Alors que s’est-il passé ? Pourquoi ça a marché ? Pourquoi je laisse tant de moi dans ce film, dont l’héroïne est à la fois très éloignée de moi, mais si proche de moi ? C’est, je crois, parce qu’elle me fait toucher à la joie d’être représentée et donc à l’émerveillement de se sentir représentable, et donc comprise. Oui, parce que je comprenais et je me sentais comprise. Je comprenais ce que le personnage ressentait quand elle parlait aux autres, quand elle recevait la nouvelle de son admission pour New-York, quel aboutissement c’était, quels enjeux elle y mettait, mais aussi quelle galère ça allait être de partir loin de la maison parentale. Je comprenais son choix de quitter la facilité du cocon familial ou d’une école mixte accueillant des élèves handicapés et des élèves valides, pour aller dans l’inconfort, la solitude, l’incertitude, et les difficultés du vaste monde, avec son corps indompté qu’elle devrait confier à des mains inexpertes et pas toujours très tendres. La facilité, oui, mais pour quelle vie , pour quel avenir ? Si la difficulté est le prix à payer pour une existence avec un avenir alors je prends sans paraître avoir peur, sans paraître douter. Comme un bon petit soldat. Je comprenais tout ça.

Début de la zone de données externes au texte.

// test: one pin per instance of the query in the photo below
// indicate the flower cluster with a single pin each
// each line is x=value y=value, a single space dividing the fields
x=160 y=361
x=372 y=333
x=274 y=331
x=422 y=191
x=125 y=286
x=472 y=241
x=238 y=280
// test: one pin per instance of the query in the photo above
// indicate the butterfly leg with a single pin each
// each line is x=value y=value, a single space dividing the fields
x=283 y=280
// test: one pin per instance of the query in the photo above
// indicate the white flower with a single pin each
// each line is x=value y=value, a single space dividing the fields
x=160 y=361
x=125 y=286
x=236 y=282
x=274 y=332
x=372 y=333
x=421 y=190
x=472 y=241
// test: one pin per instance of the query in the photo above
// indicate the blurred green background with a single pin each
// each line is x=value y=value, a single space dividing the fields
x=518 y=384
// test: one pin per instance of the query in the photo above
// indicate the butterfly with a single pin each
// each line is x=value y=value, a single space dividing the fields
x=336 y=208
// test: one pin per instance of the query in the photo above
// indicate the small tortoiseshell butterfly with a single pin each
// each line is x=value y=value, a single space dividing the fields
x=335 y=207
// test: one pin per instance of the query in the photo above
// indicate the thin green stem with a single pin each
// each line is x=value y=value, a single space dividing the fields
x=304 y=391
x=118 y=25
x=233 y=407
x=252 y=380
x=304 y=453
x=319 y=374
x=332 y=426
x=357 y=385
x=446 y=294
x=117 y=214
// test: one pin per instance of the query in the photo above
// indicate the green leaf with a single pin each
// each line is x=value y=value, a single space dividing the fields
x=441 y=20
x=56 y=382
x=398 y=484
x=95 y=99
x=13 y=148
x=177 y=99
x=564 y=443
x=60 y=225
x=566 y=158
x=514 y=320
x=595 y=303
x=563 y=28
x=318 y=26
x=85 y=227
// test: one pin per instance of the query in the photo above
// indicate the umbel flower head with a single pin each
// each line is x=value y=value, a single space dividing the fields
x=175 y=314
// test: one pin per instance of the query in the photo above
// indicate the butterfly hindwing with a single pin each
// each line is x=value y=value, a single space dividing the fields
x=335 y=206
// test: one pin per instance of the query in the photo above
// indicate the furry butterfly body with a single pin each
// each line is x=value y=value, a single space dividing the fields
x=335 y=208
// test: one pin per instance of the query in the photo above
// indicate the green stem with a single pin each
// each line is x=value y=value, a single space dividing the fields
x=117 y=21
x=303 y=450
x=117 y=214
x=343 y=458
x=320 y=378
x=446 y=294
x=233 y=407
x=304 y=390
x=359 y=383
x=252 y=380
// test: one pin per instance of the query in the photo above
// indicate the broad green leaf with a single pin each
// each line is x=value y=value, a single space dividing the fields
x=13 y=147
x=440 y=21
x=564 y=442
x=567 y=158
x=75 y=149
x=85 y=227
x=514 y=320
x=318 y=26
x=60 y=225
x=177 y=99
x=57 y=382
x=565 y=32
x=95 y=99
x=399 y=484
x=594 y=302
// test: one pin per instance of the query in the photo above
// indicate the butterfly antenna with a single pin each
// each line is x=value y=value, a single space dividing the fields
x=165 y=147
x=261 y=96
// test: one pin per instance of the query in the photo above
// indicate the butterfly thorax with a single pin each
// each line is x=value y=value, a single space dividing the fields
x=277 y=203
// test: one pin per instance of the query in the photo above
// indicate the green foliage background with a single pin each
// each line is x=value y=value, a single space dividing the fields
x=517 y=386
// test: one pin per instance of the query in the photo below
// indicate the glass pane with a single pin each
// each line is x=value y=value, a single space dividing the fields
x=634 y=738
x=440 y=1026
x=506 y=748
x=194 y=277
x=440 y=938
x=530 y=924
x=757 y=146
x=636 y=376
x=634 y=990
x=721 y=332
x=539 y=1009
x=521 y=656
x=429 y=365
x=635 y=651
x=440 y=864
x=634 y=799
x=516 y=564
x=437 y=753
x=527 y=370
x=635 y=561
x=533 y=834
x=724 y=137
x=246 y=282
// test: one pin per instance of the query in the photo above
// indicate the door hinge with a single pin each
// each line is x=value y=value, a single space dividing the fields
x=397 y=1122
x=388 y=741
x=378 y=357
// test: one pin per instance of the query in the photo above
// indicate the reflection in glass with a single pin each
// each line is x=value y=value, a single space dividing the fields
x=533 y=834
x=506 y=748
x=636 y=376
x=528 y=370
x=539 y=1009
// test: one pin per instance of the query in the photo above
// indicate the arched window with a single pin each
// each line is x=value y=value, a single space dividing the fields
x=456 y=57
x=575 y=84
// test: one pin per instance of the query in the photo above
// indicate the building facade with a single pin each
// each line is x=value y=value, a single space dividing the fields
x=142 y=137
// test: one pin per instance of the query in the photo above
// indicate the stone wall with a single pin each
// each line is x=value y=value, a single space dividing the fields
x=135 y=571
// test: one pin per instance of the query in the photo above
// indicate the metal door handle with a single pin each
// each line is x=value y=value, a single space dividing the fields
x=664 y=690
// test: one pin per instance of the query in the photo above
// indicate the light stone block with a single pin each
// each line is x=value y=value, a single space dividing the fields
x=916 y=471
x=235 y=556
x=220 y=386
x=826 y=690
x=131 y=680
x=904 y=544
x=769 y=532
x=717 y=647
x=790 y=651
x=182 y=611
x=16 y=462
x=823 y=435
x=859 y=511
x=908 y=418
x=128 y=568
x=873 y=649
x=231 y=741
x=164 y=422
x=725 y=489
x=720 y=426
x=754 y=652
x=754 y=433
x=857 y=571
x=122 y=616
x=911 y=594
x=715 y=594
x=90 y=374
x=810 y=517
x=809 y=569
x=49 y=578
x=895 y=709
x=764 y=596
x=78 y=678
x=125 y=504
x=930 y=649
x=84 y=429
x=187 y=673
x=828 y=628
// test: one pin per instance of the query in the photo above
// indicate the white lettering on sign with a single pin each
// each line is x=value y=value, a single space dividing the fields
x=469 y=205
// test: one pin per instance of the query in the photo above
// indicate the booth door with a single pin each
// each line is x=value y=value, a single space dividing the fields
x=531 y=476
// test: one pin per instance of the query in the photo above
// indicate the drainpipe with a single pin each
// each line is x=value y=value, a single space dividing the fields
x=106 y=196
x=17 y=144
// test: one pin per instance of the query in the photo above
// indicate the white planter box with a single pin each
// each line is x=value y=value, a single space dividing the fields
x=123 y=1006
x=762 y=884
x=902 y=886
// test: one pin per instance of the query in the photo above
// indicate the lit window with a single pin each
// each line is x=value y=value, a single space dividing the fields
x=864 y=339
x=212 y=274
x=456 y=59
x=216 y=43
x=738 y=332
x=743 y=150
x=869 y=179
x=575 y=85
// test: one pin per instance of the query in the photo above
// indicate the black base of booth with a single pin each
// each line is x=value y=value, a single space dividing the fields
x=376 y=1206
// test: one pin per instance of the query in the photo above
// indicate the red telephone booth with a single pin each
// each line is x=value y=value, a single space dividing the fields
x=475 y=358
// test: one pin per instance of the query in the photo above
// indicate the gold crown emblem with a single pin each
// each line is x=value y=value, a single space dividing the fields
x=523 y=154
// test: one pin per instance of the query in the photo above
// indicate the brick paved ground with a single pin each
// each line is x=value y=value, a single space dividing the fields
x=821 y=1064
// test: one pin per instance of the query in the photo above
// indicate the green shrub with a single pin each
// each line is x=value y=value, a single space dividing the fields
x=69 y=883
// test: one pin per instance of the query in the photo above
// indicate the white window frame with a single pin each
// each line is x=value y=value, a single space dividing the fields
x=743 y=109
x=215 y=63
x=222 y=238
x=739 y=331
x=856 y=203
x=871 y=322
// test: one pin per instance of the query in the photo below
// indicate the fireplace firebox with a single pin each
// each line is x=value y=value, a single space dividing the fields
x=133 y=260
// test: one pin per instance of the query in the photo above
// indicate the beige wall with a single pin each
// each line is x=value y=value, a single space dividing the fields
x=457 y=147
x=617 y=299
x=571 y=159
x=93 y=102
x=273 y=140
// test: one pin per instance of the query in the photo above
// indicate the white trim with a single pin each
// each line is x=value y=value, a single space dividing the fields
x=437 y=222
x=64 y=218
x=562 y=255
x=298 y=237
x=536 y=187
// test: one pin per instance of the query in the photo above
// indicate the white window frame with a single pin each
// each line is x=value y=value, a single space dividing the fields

Je comprenais aussi ce qu’elle pouvait ressentir lorsque, par exemple, ayant gagné avec son groupe une compétition de musique, elle s’entend dire : « Lorsque nous avons appris que la parolière était handicapée, nous leur avons décerné le prix sans hésiter ». Je comprenais son humiliation publique et que tout son travail s’en trouvait tout à coup détruit. Je comprenais tout cela et tant d’autres choses encore. Je comprenais et j’étais comprise.
Comme je le disais à une amie, le problème, quand on est handi-e, c’est qu’on n’a pas – ou très peu – de figures positives au cinéma ou en littérature (un peu comme pour l’homosexualité en somme. Quoiqu’en littérature, il y en a), dans les médias, ou de modèles ou d’exemples, in real life, qui réussissent dans des domaines valorisants et valorisés. On ne sait donc pas si ses désirs ou ses aspirations appartiennent au champ des possibles ou non. Ca devait être un peu pareil pour les femmes au début du siècle. C’est le problème d’être pionnier-e : le/la pionnier-e défriche le champ des possibles pour celles et ceux qui arrivent après lui/elle, mais se prend dans la gueule toutes les ronces et autres mauvaises herbes de l’impossibilité. Au moins, le/la pionnier-e pourra se souvenir en se faisant un herbier, avec toutes ces mauvaises pousses qu’il/elle a cueillies : « C’est pas possible qu’elle ait 19 à son contrôle. Ce doit être son aide de vie qui doit faire à sa place. » ; « Si on lui donne de si bonnes notes à l’écrit et à l’oral, c’est parce qu’elle est handicapée » ; « à quoi ça sert qu’elle apprenne l’anglais ? De toute façon, elle ne pourra jamais le parler » ; « à quoi ça sert qu’elle fasse prépa ? De toute façon, elle ne pourra jamais partir de Montpellier… ».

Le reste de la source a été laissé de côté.